Like Ahmad, Refaat paid for this love, an unbreakable connection to land and memory, with his life.
His poem “If I Must Die” became a testament to this love and eternal hope, and its message traveled beyond Gaza, turning it into a global story. Born out of siege and resistance, this poem asserts life, memory, and dignity in the face of death, conveying Gaza’s humanity to the world.
The rise of Gaza
In 1948, there were 34 villages in the Greater Gaza Strip. One of them belonged to Ahmad. For our grandparents, Gaza was understood as much larger than the area that would later become smaller. Their sense of place was vast and rooted in villages, fields, and contiguous geography.
But our parents saw Gaza steadily shrink. Once one of the largest districts in historic Palestine, it was reduced to approximately 555 square kilometers (215 square miles) in 1948. The area subsequently shrank further to about 365 square kilometers (140 square miles) after Israel established a so-called demilitarized zone, but the land was eventually annexed at the direct expense of Gaza residents.
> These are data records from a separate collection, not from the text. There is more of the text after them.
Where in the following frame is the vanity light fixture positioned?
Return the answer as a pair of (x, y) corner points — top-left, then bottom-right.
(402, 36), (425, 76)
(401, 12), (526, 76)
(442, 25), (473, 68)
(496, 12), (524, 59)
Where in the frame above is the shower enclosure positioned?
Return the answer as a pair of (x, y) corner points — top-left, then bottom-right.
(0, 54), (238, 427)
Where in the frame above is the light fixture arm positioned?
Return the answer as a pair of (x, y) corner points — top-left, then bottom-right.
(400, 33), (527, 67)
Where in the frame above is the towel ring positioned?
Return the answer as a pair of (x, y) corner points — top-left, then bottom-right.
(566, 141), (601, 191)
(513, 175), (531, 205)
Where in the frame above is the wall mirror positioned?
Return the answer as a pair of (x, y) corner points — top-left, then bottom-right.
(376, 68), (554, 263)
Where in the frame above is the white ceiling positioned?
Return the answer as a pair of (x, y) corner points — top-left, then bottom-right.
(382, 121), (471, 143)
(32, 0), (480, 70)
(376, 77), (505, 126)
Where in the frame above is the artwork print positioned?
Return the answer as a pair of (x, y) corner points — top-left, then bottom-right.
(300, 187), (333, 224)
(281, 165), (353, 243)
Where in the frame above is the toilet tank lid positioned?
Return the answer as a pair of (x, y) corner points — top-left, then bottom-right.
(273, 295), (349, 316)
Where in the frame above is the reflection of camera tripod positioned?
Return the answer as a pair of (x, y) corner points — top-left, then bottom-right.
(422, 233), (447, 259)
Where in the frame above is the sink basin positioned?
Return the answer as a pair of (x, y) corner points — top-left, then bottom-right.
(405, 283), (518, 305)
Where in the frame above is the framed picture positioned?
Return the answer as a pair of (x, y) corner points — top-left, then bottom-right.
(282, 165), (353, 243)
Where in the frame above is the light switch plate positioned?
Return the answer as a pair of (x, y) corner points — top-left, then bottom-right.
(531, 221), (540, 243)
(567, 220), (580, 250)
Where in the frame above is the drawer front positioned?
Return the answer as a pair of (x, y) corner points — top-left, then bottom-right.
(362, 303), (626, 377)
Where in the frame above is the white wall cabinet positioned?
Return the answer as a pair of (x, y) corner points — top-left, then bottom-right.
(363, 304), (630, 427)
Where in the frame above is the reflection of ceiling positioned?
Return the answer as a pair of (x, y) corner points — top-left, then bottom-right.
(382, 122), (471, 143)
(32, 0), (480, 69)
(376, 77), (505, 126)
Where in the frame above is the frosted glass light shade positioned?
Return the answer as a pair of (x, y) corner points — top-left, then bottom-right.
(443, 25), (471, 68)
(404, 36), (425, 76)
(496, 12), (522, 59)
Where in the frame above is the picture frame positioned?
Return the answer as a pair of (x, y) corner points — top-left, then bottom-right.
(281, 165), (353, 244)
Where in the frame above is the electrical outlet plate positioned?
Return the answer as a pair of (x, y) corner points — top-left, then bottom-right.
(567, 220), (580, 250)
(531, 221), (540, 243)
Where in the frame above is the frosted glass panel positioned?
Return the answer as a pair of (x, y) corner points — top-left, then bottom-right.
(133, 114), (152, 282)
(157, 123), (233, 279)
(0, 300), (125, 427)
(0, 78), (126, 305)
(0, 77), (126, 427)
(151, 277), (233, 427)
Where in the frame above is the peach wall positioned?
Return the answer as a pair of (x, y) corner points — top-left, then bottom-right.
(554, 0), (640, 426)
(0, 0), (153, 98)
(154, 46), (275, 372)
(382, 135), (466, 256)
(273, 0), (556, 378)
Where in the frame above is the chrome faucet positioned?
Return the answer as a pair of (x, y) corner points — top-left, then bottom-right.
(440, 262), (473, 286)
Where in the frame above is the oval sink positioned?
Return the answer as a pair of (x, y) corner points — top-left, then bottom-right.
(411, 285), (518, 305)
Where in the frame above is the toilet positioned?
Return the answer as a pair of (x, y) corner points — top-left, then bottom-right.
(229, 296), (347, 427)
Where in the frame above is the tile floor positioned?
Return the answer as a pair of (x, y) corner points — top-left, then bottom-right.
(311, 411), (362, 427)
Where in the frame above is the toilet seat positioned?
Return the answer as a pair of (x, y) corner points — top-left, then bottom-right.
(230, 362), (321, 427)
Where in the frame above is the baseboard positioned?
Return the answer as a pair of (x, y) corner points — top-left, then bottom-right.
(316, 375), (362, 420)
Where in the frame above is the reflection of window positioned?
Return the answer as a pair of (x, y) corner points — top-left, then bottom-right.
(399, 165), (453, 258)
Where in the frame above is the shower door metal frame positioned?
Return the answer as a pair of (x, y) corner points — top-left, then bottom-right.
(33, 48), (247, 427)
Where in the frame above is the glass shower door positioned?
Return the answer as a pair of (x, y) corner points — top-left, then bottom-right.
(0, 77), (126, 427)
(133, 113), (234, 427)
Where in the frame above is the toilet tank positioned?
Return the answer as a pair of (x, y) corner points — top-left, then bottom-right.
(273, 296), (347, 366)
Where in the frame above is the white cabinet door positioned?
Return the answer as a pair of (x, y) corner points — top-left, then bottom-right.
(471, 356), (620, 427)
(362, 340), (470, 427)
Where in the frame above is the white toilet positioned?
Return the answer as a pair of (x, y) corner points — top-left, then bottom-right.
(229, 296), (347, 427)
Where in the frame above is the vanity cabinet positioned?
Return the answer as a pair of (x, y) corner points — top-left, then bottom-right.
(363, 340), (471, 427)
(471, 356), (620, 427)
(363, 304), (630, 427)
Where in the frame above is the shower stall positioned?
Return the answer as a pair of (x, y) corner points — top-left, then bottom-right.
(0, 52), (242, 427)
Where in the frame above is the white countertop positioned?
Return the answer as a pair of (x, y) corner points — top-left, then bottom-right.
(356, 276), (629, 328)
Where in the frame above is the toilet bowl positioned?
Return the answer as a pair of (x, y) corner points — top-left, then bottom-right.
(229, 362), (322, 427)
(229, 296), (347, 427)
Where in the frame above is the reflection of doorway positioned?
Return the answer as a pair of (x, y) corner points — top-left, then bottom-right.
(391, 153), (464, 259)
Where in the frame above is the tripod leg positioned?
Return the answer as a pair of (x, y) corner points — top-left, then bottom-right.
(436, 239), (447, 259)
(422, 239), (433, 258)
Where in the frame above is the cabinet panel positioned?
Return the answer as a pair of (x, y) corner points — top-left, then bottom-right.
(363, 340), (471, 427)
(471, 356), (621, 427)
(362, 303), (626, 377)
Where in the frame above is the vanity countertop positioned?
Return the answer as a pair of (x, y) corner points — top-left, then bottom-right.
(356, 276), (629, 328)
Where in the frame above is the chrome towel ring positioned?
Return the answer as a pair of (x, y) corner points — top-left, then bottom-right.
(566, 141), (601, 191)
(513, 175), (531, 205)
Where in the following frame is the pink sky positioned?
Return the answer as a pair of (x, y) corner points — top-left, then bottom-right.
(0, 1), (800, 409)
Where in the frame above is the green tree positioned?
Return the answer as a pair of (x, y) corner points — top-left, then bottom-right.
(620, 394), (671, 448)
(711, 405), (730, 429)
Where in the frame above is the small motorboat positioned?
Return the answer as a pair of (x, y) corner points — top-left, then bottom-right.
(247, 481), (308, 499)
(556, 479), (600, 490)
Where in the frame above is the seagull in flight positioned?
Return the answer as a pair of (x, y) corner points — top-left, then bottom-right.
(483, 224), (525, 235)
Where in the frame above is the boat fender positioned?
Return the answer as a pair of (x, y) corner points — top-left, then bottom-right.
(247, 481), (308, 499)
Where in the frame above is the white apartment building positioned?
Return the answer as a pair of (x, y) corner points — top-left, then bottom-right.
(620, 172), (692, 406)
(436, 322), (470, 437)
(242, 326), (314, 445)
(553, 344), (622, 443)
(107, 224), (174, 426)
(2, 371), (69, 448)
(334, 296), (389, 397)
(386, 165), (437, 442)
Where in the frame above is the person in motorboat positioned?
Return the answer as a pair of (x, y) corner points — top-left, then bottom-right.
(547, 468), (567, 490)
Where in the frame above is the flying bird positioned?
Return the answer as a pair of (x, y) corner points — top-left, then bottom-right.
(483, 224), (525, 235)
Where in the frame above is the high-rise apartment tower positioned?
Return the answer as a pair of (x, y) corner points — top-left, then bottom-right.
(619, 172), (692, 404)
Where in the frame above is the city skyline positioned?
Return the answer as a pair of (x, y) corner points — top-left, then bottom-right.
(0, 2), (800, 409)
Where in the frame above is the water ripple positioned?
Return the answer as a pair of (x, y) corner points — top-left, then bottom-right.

Israel currently occupies more than half of the Gaza Strip. The country continues to expand, imposing a so-called “yellow line” that serves as a new de facto border and annexing new territory. Palestinians who cross the line will be executed. Even Fadi and Jumaa, ages 8 and 10, could not be saved. Gaza is not just under siege. It is physically erased meter by meter, generation by generation.
The Gaza we love has crossed boundaries. Although the majority of Palestinians in Gaza are refugees from towns currently located within Israel, Gaza is a place we call home.
Today, Gaza has liberated the imagination and conscience of people around the world. It goes beyond geography and artificial lines like yellow and green on maps.
Israel can ban international organizations and journalists, arrest medical workers, and bomb poets. It can destroy lives and families and cause untold suffering. But we cannot prohibit our struggle for justice or our innate human desire to help each other survive. Despite the many obstacles and challenges we face, our work to support people in Gaza and across the occupied Palestinian territories will continue.
Gaza means freedom, sacrifice and love, even in tents and rubble. And as it has throughout history, it will rise again from the ruins.
The views expressed in this article are the author’s own and do not necessarily reflect the editorial stance of Al Jazeera.